Él había pasado muchas horas en casa de Tommy Flanagan. Después del colegio, solían ir allí a escuchar música o a jugar con el ordenador. Y ella siempre los observaba en silencio a través de sus gafas de cristales gruesos. Dylan, cuando se hizo mayor, pasó prácticamente a vivir en casa de Tommy. Pero ya no eran los juegos los que le hacían ir allí. La madre de Tommy era una mujer alegre y cariñosa que lo invitaba a cenar con frecuencia. Algo que Dylan aceptaba gustosamente.
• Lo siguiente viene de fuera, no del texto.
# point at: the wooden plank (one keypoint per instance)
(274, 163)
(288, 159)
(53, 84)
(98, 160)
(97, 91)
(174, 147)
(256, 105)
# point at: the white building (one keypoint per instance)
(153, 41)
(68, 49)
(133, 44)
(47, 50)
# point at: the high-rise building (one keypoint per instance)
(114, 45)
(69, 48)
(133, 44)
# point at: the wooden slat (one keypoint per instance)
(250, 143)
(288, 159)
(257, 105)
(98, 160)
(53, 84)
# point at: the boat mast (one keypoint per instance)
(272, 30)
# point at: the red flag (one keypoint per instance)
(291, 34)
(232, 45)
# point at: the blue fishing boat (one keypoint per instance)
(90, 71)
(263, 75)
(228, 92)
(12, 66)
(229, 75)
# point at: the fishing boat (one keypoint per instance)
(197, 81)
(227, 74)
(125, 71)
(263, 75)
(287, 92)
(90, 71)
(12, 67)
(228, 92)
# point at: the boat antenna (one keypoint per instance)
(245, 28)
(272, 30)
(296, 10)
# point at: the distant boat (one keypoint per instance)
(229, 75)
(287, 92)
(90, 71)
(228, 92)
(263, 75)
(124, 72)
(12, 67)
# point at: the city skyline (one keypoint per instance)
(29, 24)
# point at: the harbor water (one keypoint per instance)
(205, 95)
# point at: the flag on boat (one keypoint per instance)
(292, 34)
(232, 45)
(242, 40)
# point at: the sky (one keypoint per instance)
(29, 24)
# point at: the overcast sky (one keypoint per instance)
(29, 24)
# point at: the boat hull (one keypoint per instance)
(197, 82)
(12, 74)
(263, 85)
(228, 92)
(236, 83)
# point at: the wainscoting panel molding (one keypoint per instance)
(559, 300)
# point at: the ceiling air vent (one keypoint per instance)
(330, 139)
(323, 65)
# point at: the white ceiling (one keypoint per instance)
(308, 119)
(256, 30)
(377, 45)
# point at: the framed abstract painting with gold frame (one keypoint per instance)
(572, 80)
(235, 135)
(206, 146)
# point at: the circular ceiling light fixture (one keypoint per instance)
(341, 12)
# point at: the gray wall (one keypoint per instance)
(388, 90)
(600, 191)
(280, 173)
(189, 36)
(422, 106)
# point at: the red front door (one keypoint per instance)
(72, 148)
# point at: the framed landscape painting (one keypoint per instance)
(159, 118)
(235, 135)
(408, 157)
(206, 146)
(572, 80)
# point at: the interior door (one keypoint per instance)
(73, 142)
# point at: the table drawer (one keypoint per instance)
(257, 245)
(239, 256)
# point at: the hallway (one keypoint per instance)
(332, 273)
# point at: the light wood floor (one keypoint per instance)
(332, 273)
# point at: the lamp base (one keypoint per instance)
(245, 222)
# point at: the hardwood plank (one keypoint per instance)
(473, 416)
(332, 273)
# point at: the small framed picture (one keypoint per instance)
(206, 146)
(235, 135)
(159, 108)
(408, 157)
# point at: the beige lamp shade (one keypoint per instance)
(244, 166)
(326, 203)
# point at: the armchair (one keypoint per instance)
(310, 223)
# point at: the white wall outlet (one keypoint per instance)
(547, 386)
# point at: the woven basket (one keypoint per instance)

Meggie siempre se sentaba frente a él y, cada vez que miraba hacia ella, la sorprendía observándolo. Lo miraba fijamente, igual que siempre que se encontraban a la entrada del colegio. Ella tenía dos años menos que él y, aunque nunca fueron a la misma clase, solía verla en el comedor o por la entrada. Los chicos solían meterse con ella y Tommy tenía que salir en su ayuda continuamente. Poco después, él empezó también a defenderla, ya que era la hermana de su mejor amigo.

En ese momento, la observó ir de un lado para otro, muy nerviosa, frotándose los brazos. Debían de habérsele quedado helados con aquel viento frío de noviembre. Entonces volvió a sentir ganas de protegerla, pero no como en el pasado. En esos momentos, aquella sensación le llegó mezclada con una intensa e innegable atracción. Sentía la necesidad de tocarla de nuevo. Así que se quitó la chaqueta y fue hacia ella.

– Toma, vas a resfriarte.

Dylan, sin esperar a que ella asintiera, le puso la chaqueta por los hombros y dejó que sus manos se retrasaran unos instantes. El estremecimiento que le subió por los brazos al tocarla no le pasó inadvertido. Ella dejó de caminar y le dio las gracias de mala gana.

– ¿Qué querías decir con eso de que voy a arruinarte de nuevo la vida? -preguntó, apoyándose contra la pared de ladrillo del edificio.